Mediante un laudo emitido el 19 de agosto de 2026, el Tribunal rechazó en su totalidad las pretensiones formuladas por Yves Martine Garnier, que superaban los US$100 millones, equivalentes a más de RD$5,882 millones a la tasa de cambio señalada en la información oficial.
El proceso tuvo su origen en la terminación del contrato de concesión para la gestión y recolección de residuos sólidos suscrito entre EGTT Dominicana, S.A. y el Ayuntamiento de Santo Domingo Este.
El procedimiento internacional comenzó el 4 de octubre de 2021 y fue administrado por la Corte Permanente de Arbitraje, bajo el caso núm. 2022-01.
La defensa dominicana fue coordinada originalmente por el MICM, conjuntamente con el Gobierno de la Municipalidad de Santo Domingo Este. Posteriormente se incorporó el Ministerio de Justicia, institución que, conforme a la Ley núm. 80-25, tendrá la representación estatal en los arbitrajes de inversión.
El Estado dominicano también contó con la asistencia de la firma internacional Foley Hoag LLP, a través de su oficina en Washington, D.C.
El Tribunal Arbitral determinó que la terminación del contrato de concesión fue válida conforme al derecho dominicano, debido a deficiencias de EGTT Dominicana en la prestación del servicio.

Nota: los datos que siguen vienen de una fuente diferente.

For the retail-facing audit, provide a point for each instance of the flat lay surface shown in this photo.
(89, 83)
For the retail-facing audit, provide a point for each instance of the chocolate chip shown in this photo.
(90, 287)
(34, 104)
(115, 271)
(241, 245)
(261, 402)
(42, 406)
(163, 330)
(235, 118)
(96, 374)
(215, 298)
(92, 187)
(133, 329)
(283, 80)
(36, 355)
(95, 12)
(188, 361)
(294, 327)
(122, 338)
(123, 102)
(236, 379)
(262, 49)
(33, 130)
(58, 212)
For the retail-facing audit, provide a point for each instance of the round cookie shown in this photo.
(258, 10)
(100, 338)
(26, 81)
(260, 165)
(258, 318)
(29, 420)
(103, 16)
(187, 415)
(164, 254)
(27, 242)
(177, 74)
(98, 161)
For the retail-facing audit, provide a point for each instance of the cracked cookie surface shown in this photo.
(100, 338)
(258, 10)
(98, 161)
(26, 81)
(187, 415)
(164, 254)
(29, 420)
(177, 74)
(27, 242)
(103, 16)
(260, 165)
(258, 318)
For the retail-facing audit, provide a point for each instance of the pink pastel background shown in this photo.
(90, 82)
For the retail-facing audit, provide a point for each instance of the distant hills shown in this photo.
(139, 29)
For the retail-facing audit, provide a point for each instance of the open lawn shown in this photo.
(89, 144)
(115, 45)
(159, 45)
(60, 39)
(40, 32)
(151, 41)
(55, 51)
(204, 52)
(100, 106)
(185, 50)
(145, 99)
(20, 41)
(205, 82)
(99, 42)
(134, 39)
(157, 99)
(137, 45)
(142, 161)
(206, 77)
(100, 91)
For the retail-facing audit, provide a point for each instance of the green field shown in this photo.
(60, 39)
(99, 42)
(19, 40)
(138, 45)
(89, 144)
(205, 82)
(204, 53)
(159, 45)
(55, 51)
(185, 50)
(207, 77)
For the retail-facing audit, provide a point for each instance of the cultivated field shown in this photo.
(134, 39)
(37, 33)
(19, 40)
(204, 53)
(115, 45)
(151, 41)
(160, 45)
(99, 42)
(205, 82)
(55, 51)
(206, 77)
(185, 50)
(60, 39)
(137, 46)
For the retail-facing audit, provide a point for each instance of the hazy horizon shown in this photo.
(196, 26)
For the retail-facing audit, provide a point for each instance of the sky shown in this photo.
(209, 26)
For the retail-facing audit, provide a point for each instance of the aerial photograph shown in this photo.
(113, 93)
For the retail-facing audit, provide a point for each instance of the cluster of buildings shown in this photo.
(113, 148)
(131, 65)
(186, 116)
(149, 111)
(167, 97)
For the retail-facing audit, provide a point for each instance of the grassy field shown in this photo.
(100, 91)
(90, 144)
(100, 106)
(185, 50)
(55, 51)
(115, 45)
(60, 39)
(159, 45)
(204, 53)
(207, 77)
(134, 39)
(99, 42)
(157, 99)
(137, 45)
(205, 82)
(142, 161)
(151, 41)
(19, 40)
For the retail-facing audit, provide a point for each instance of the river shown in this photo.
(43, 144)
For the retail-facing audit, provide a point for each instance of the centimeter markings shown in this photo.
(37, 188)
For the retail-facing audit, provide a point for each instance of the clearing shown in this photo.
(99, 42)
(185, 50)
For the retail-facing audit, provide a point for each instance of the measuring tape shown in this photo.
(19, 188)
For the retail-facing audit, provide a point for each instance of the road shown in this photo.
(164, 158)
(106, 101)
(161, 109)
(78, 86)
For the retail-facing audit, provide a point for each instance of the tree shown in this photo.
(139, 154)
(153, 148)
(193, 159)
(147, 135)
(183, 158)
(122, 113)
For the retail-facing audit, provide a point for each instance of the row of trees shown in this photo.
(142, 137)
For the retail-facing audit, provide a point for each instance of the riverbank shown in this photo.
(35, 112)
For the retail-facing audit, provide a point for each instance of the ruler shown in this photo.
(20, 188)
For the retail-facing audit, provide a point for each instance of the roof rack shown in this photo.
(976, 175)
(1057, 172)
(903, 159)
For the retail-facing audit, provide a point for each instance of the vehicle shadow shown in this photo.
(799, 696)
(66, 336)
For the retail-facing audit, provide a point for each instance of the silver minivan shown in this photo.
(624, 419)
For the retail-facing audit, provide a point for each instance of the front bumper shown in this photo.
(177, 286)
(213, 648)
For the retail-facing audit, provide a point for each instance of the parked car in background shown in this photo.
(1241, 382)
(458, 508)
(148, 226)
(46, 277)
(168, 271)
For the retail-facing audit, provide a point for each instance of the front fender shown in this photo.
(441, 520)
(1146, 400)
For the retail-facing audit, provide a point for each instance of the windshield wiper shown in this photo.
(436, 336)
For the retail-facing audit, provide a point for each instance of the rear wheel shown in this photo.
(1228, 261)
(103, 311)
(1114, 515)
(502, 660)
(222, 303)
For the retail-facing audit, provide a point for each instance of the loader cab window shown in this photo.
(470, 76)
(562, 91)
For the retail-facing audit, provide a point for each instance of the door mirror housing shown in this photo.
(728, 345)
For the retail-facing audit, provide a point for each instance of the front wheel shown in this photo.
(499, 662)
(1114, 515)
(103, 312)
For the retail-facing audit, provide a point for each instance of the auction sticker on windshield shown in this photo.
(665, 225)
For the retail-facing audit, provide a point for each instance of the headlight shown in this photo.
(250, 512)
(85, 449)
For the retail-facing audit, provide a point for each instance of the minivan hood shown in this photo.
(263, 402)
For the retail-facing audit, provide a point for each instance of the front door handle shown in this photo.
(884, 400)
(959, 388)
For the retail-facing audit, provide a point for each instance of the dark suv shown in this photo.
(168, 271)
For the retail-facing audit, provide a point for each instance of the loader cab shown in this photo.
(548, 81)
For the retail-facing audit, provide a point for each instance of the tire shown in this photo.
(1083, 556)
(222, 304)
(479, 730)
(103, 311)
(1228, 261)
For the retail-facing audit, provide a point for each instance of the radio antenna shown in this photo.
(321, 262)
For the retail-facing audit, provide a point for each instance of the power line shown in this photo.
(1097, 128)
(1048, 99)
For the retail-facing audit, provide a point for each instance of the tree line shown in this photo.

Asimismo, concluyó que los hechos presentados por el demandante no alcanzaron el estándar requerido para demostrar una violación de las obligaciones internacionales asumidas por República Dominicana mediante el acuerdo de protección de inversiones suscrito con Francia.
Yayo Sanz Lovatón resalta defensa del patrimonio público
El ministro de Industria, Comercio y Mipymes, Eduardo “Yayo” Sanz Lovatón, destacó la trascendencia de la decisión y aseguró que la defensa del Estado también constituye una señal de seguridad jurídica para los inversionistas.
“La defensa del Estado no es únicamente la defensa del erario: es la defensa de la seriedad con la que este país honra sus compromisos”.
Sanz Lovatón afirmó que República Dominicana cumple sus obligaciones frente a los inversionistas extranjeros, pero también mantiene posiciones firmes cuando entiende que una reclamación contra el Estado carece de fundamento.
El resultado evita que el Estado dominicano tenga que responder por una reclamación superior a US$100 millones y, según el MICM, se enmarca dentro de la política de defensa activa del país en materia de arbitraje de inversión.